On the flip side, I’ve also imagined how things could be so perfect that I’ve allowed my emotional state to become reliant on what I’m hoping for and I have burdened the event with so many expectations. What if they can’t make it and I’ll have to spend the Christmas holidays alone, unable to sit around the dinner table with them talking, laughing and enjoying our favorite foods?

In both instances, I’ve not allowed myself to be grounded in the present — right here, right now.

Worse yet, ‘fear’ and ‘hope’ feed off each other. The more I hope for things, the more I am afraid. I start looking for flaws in my optimistic scenario. I became less emotionally resilient as my anxiety increased and I became more reliant on the future.

What can we do if we can’t depend on hope as it makes us not feel present or rely on fear as a driver to protect our anxiety?

Faith is mentioned in the above passage from Tao Te Ching. We can release our attachments through faith in something bigger than ourselves. We start to feel viscerally hopeful when we trust that there is a supreme intelligence out there working with us on the things that truly matter.

We feel this more significant hope, not burdened with expectations but with a certain assurance that things will work out and that we will be okay.

Elizabeth Gilbert, in ‘The Signature of All Things,’ says it best:

“There is a supreme intelligence in the universe which wishes for communion with us. This supreme intelligence longs to be known. It calls out to us. It draws us close to its mystery and grants us these remarkable minds so that we try to reach for it. It wants us to find it. It wants union with us, more than anything.”

Mark Twain said so famously, “I’ve had a lot of worries in my life, most of which never happened.”

We’ve all experienced so many instances where most of our hopes and fears have not manifested. We were not assaulted by the homeless person walking back home at midnight. We failed at the job interview and didn’t get the job we pined for, but we got another one a few months down the line, which made us forget entirely about that bombed interview. We lost some money in the deal, but it didn’t destroy us.

The ‘Hope’ philosophy my friend was following is that we don’t need to know how things pan out; we human beings are resilient enough to always find a way to handle any situation in the present.

By trusting the universe and dropping our attachments, we stop putting up obstacles and instead surrender to life’s direction and flow. That is the only thing under our control and the only thing needed.

Trust that the Universe knows more about our well-being than we do.
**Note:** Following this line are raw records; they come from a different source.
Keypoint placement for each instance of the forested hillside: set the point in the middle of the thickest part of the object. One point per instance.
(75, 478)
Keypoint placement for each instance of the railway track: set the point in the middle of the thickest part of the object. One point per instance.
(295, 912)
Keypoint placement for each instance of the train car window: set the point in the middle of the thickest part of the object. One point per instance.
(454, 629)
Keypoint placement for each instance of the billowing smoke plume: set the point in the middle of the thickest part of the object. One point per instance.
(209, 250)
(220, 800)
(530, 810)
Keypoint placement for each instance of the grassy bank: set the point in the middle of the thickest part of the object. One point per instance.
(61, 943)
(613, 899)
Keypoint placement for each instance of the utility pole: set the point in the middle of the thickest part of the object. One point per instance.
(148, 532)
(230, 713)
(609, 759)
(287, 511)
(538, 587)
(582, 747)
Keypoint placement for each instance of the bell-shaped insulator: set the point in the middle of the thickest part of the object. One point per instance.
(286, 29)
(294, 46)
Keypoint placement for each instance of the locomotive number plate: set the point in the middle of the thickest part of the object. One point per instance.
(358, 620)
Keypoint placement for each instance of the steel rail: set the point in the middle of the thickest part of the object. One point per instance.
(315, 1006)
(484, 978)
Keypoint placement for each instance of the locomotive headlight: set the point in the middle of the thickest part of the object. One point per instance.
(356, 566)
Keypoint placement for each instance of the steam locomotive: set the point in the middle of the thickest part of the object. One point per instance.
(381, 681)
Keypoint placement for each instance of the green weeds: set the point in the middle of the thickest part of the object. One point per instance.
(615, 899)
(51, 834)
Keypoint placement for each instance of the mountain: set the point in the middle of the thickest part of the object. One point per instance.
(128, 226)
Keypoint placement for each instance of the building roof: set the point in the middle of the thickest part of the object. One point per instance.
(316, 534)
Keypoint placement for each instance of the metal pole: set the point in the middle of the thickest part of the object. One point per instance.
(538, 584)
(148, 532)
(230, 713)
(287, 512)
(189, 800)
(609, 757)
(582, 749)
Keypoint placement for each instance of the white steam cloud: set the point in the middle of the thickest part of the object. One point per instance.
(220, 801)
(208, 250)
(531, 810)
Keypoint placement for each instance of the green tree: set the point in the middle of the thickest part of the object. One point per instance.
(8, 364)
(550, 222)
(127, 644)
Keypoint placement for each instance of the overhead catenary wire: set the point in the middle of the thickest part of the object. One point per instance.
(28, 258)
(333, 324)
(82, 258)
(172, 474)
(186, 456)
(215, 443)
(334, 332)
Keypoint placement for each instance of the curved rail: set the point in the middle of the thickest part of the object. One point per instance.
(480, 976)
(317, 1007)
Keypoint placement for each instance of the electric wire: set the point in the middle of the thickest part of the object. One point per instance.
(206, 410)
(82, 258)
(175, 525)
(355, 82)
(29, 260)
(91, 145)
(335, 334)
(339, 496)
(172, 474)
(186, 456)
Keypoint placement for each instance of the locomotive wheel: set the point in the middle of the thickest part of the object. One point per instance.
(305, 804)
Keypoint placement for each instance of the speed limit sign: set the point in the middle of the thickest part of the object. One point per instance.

However, it doesn’t mean we sit on a sofa hoping and dreaming that the universe will take care of our needs. It won’t! The universe is dynamic, and as such, we are part of it and its dynamism. As the Tao Te Ching says, “to see the world as yourself.”

We are the universe, and we take action in the present. So don’t focus on the past or the future. We live in the present.

Start trusting the process, and everything will work out.

Can you now see that trust and faith are bigger than hope?